Brahms - Symphony no.2 and 4

"Made in 1938 and 1940, these recordings show an artist who employed any means possible to get the most out of the music. The Symphony No. 2 has little of its usual repose, thanks to its exhilarating, unforgettable fleetness... Mengelberg's reading of the tragic final movement...transcends everything: Each musical episode becomes its own world - and one that's coming to an end."

- David Patrick Stearns, The Philadelphia Inquirer, January 23, 2002

"Ward Marston's transfers are the finest now available of these recordings...If you want Mengelberg's Brahms 2 and 4, Naxos' bargain price and superior transfers speak for themselves."

- Jed Distler Classics Today December 4, 2001

Mengelberg, Strauss

Strauss - Ein Heldenleben and Tod und Verklärung

"Omdat in de cd speler van Roderick Krüsemann de meest recente Naxos cd met werken van Richard Strauss lag, werd de Naxos verdoeking van 'Tod und Verklärung' met die van de Q-disc en die van de Wendel cd vergeleken. In vergelijking met de Wendel persing en de Q-disc was de Naxos uitgave duidelijk rijker aan mooie bassen, hetgeen niet alleen de inleiding maar voornamelijk de enkele tutti wat verderop in het werk ten goede komt.

- Uit 'Mengelberg en zijn tijd', Discotabel, een panel bestaande uit Roderick Krüsemann, Johan Maarsingh, Albert Meurer en Eric Derom.

"The budget-price Naxos label continues to issue superb transfers of historical recordings. Some discs devoted to the Dutch conductor Willem Mengelberg (1871-1951) are especially welcome, for they capture a fluid, exploratory and all-too-often neglected artist at the peak of his powers."

- Tim Page Washington Post 14 April 2002 (circ. 1.1 million)

"Obert-Thorn's transfer is superior to decent ones on Archive Documents and on the recent Q-Disc 11-CD set, and is the equal of a fine one available from French Mengelberg-maven Hubert Wendel. This Naxos issue should please more listeners, as it gets rid of more noise while losing almost nothing of the performance."
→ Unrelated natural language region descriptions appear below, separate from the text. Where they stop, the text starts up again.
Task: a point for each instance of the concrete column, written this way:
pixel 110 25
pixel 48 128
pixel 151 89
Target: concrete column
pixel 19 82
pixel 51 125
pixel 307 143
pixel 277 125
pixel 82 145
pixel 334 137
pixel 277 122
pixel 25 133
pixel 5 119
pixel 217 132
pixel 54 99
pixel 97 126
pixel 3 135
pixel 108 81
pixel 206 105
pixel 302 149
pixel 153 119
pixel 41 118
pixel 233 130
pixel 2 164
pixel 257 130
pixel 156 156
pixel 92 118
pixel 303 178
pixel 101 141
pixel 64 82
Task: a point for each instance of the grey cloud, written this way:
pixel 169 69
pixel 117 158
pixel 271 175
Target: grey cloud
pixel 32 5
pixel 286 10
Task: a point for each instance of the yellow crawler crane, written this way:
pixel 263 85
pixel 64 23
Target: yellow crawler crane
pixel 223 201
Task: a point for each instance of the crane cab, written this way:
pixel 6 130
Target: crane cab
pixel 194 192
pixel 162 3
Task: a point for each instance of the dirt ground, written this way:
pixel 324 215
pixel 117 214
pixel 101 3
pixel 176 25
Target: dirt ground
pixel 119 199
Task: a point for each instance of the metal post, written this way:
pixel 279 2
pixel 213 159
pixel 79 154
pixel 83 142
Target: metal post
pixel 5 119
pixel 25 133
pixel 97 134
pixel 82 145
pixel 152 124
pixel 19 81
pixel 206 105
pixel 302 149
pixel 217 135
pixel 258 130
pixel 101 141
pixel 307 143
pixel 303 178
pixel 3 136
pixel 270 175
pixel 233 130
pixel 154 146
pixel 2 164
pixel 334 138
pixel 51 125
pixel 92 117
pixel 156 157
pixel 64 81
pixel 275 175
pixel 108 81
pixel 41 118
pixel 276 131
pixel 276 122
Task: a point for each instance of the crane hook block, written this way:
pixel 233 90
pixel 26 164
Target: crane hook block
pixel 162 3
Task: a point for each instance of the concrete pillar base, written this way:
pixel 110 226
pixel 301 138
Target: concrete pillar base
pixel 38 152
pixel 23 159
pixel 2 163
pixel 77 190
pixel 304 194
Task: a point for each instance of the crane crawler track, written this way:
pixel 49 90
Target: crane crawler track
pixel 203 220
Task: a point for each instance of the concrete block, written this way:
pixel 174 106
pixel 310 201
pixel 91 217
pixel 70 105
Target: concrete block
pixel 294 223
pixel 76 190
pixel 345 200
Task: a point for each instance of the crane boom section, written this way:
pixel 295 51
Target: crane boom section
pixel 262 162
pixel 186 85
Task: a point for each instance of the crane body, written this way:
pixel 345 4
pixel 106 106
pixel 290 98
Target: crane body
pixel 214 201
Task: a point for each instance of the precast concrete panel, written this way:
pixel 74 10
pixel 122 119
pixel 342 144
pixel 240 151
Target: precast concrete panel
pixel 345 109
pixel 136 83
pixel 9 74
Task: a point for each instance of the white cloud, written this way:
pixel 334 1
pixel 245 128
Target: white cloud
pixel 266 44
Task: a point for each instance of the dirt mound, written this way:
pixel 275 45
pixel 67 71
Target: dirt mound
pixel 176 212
- James. H. North, Fanfare, March/April 2002

"To start with, this 1941 Telefunken recording was one of the finest of the 78-rpm era, not only in performance but also in sound... We have, mirabile dictu, arrived at an age when these audio wizards can give us more than the original 78s did... This Naxos issue should please more listeners, as it gets rid of more noise while losing almost nothing of the performance... Listening to Mengelberg's 1942 recording [of Tod und Verklarung] reminds us what all of the excitement was about."

- James H. North, Fanfare, March/April 2002

"Here is another treasure in Naxos' Historical Series offering superb new transfers of two specialties of Willem Mengelberg and his Concertgebouw orchestra... The Concertgebouw Heldenleben was recorded April 21,1941 by Telefunken on ten 78 rpm sides. It is a more expansive reading than the earlier New York recording...the more reflective moments in 'The Hero's Retreat from the World and Fulfillment' seem particularly poignant. Ferdinand Helman's solo violin is rich with portamento ... Death and Transfiguration is one of Mengelberg's supreme interpretations, reaching a shattering climax with blazing brass. It was recorded in April 1942, a year after Heldenleben ...The Amsterdam recording is outstanding, the use of portamento in the final pages unlike what is heard in any other recorded performance. There are other CDs available of both of these Strauss works. As these new transfers by Mark Obert-Thorn are equal to or superior to any previous issues, and available at budget price, they are highly recommended."

- Robert E. Benson,

"The allegro passages [in Death and Transfiguration ] work up to a fine fury ...and the actual moment when the dying man gives up the ghost allows the important quiet strokes on the tam-tam more prominence than in many modern renditions. What a pity then that the limitations of 1942 recording technology can't begin to capture the orchestral incandescence of the final transfiguring apotheosis--despite a warmly immediate and quite listenable transfer by Mark Obert-Thorn. Mengelberg fans will want this if they don't already have it."